Esse é tempo de mortos faladores, de símbolos obscuros que se multiplicam.
É tempo de divisas, tempo de gente cortada. De mãos viajando sem braços.
Tenho palavras em mim que se perdem: numa casa que se entra e logo se emaranha. Numa escuridão estendida, não eliminável, que conduz à rua de minha infância, logo esquecendo-a.
Finda-se um mundo no qual as narrativas valem tanto quanto sua verdade. Sua forma e conteúdo, ludibriando-nos enquanto substâncias, esmiúçam fonte de sonhos e futuros possíveis. Caminhamos atordoados, pressionados por todos os lados. A ópera regida entoa num canto mórbido, cuja solidez espanta.
A materialidade do destroço é intrínseca na realidade. Explícito para nós, cada vez mais, é o descaso com as coisas. As coisas, porém, talvez melhorem. Como são forte as coisas. Mas nós não somos coisas, roucos e cansados, comprimidos por tanto tempo, enfraquecemos nossos sentidos, querendo agora explodir.
O bedelho está aí para ser visto. Privacidade é fato passado (é vapor barato). Sua necessidade é póstuma, tal como nós. Suas reminiscências fazem valer: no campo isolado da vida, no pensamento distante, que nem ousava estar aqui. No beco, no céu da propaganda: lá há liberdade. No quarto, no muro, na cidade escondida, destes céus que caem constantemente, nos machucam e permeiam o acaso: resta o pouco.
E essa escassez é notável. O pouco que resta, valorizado, dá apenas para menos ainda. Resta para os pífios, que não fazem valer. Uma vida restrita, limitada pela tradição, pouco experimentam para além do que seus pais já experimentaram. Escutam apenas a hora formidável do almoço, sentam-se lânguidos, olham fixamente para seus pratos. Temem errar a postura, o levar do garfo à boca e sua posição no prato. Temem pelo segredo desvairado, escondido às pressas, mantido sob sete chaves de plástico.

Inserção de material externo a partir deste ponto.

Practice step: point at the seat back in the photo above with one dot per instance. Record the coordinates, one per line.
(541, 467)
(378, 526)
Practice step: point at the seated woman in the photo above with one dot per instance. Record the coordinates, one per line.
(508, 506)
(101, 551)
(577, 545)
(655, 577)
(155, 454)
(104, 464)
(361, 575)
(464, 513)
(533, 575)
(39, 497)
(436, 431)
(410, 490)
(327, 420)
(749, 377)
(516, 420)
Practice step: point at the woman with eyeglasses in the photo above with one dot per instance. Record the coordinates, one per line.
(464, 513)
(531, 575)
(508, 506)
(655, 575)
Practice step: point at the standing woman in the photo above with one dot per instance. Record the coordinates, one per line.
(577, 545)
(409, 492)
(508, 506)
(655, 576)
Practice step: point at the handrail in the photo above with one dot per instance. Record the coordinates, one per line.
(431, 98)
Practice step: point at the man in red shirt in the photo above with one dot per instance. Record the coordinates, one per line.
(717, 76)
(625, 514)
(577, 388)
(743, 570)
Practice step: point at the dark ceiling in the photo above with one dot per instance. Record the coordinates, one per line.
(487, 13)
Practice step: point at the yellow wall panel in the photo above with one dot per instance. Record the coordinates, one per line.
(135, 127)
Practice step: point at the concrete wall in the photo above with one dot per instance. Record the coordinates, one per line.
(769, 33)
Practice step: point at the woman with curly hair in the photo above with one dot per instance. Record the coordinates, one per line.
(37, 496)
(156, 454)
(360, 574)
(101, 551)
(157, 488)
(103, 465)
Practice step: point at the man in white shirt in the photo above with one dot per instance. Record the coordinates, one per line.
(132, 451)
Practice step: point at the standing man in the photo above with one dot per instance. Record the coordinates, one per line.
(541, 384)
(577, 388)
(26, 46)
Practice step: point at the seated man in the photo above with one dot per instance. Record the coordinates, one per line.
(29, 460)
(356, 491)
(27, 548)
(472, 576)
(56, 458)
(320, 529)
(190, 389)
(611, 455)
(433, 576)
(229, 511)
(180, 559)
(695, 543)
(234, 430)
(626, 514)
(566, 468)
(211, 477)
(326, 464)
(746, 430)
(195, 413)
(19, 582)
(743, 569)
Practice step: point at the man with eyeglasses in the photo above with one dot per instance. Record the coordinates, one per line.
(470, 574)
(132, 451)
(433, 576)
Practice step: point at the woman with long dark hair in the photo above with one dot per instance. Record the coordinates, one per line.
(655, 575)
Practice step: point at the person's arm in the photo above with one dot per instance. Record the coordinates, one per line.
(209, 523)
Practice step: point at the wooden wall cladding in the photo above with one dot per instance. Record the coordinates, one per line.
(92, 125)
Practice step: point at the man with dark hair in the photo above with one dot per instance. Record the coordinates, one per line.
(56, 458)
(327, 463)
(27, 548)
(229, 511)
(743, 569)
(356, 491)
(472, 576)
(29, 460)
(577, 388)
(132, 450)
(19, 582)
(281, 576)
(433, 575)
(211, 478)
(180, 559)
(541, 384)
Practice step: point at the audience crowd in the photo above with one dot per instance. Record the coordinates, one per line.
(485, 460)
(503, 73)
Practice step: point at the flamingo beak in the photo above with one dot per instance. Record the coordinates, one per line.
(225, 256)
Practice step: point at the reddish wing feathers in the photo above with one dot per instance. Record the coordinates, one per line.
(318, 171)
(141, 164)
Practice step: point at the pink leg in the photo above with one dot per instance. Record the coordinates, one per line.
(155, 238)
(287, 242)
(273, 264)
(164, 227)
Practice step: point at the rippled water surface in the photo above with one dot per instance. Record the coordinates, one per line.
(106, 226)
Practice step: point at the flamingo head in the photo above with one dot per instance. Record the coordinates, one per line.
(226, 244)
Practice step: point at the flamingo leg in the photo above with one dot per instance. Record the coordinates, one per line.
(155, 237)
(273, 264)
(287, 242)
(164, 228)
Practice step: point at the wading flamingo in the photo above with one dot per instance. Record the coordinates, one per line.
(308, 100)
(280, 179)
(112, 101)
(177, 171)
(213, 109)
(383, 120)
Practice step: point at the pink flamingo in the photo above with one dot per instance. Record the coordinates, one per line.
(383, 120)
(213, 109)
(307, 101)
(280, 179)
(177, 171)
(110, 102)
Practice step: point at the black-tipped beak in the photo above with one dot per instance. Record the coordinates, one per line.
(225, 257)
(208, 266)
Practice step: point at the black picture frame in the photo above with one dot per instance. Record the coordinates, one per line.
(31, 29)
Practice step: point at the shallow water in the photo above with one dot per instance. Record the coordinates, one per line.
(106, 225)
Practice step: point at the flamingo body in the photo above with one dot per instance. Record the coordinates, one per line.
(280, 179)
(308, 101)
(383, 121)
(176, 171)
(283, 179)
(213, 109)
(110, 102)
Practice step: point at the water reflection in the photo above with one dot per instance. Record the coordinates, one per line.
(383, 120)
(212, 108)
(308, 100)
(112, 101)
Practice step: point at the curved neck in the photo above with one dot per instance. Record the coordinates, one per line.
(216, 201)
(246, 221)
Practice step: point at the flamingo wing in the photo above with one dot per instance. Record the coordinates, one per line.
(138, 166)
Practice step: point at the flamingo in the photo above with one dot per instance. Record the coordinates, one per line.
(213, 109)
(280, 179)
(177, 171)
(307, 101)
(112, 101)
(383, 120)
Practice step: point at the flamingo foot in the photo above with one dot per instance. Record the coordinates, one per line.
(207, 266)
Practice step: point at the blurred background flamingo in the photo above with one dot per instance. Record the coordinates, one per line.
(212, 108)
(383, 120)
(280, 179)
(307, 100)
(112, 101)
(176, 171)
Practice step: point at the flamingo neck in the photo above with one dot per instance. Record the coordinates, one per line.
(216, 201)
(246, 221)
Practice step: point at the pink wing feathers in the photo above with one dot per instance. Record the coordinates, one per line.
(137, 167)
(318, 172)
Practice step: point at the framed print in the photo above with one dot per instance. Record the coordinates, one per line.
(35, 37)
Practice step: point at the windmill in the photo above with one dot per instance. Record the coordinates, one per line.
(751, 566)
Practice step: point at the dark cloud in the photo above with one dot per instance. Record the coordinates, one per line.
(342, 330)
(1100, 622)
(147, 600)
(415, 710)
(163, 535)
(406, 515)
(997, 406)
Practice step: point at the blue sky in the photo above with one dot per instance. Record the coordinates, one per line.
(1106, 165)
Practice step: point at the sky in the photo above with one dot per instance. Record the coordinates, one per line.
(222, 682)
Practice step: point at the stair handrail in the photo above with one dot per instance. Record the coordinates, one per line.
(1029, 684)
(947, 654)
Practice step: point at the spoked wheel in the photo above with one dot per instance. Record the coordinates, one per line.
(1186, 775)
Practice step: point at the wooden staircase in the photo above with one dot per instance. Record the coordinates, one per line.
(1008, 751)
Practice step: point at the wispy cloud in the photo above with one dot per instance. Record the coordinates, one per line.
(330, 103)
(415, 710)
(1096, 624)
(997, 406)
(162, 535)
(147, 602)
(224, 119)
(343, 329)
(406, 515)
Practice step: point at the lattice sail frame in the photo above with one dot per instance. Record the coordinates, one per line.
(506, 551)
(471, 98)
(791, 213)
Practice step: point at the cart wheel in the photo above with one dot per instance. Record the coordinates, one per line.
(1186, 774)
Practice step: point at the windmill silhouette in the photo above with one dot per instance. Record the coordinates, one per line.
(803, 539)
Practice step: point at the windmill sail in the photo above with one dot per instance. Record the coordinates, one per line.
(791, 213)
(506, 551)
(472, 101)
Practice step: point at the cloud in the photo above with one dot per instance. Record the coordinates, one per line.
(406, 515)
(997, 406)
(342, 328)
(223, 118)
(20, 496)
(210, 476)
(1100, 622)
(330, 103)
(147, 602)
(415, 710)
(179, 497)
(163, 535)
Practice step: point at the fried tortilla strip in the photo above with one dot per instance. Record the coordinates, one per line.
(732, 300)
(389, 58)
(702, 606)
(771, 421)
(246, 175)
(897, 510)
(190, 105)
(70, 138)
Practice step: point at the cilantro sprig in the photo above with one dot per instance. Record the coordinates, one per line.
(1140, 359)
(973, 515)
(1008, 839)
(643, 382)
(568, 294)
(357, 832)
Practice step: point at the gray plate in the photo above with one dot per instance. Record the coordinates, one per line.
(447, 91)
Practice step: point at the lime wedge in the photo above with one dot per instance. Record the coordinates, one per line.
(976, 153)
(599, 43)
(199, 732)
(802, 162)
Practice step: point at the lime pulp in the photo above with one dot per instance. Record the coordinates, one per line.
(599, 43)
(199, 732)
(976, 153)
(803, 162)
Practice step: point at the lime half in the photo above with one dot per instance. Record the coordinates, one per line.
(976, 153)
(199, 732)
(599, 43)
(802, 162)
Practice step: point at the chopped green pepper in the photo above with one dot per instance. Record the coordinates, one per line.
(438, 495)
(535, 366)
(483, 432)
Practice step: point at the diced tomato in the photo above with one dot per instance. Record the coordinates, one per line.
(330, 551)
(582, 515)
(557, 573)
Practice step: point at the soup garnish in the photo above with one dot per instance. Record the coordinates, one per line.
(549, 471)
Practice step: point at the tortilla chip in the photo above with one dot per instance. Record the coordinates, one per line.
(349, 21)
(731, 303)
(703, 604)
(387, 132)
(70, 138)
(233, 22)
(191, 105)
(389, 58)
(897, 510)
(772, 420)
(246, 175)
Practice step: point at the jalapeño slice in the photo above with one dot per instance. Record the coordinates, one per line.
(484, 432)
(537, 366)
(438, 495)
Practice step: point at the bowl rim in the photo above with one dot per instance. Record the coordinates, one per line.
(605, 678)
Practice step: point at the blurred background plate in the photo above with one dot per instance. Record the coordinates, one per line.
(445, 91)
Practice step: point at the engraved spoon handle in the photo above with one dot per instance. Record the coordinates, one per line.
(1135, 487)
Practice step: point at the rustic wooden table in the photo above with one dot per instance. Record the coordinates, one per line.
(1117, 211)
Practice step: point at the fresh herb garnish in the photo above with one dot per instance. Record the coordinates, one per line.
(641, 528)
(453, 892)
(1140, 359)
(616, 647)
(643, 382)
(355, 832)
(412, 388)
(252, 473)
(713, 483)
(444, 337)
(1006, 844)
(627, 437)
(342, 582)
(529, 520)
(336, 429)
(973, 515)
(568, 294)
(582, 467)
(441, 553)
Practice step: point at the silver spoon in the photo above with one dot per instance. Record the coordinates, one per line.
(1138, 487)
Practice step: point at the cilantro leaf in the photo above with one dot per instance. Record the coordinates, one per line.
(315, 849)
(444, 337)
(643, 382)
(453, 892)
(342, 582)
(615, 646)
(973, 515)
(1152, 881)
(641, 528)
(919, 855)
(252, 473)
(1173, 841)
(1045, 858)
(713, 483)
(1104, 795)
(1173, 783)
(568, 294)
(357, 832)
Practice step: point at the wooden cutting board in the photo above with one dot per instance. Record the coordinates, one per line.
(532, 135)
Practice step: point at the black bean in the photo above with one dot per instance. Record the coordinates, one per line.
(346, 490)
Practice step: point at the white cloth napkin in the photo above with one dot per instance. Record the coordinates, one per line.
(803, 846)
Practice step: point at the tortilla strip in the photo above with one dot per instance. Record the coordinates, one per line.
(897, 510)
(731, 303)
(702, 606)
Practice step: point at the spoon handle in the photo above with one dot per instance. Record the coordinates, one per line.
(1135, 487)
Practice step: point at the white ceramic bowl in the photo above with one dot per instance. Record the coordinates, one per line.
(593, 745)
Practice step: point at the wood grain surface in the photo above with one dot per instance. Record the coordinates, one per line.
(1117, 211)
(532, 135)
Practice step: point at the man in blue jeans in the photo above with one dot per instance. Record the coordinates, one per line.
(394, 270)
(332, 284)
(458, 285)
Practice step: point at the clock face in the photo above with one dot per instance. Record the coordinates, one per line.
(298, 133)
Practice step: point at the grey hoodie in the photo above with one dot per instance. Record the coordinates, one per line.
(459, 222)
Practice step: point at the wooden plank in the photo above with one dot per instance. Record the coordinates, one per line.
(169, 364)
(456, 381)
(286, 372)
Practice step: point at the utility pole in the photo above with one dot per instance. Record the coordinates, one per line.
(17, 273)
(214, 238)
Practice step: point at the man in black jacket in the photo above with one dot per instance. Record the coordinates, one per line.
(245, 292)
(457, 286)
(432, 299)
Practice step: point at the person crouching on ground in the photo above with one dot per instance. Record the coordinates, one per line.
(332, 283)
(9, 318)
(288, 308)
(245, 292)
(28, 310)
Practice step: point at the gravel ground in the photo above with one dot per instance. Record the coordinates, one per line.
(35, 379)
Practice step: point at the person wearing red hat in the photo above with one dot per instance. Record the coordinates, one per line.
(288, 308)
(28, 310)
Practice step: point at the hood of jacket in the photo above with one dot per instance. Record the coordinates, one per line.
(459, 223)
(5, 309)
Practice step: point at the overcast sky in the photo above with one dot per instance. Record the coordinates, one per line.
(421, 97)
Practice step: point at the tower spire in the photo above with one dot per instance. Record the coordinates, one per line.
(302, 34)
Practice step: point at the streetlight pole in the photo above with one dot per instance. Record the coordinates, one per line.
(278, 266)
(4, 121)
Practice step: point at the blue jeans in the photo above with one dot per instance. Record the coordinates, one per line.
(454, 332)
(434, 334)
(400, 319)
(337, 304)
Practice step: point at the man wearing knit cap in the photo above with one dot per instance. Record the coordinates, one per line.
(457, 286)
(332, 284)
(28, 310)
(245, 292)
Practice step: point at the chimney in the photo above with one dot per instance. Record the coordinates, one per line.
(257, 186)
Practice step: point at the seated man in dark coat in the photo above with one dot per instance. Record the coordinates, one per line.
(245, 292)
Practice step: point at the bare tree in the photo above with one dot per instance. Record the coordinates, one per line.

Escutam o mínimo, e disso já se cansam. Não escutam a pequena hora noturna da compensação. Nem reconhecem a falsificação das palavras pingando nos jornais. Homem depois de homem, mulher, criança, cigarros e roupas entram apagados já na noite, nos porões da família crianças alérgicas à mudança reúnem-se na guerra às baratas.
Vi os melhores da minha geração perderem-se pelo uso desenfreado da felicidade atônita, que gatuna trai o bem intencionado, assassinando o bem querer. Disso restou pouco, o pouco que carrego infeliz. Toda pedra solta no caminho guardei no bolso, trago comigo o próprio trago do destino. De resto, não me importo, é pouco.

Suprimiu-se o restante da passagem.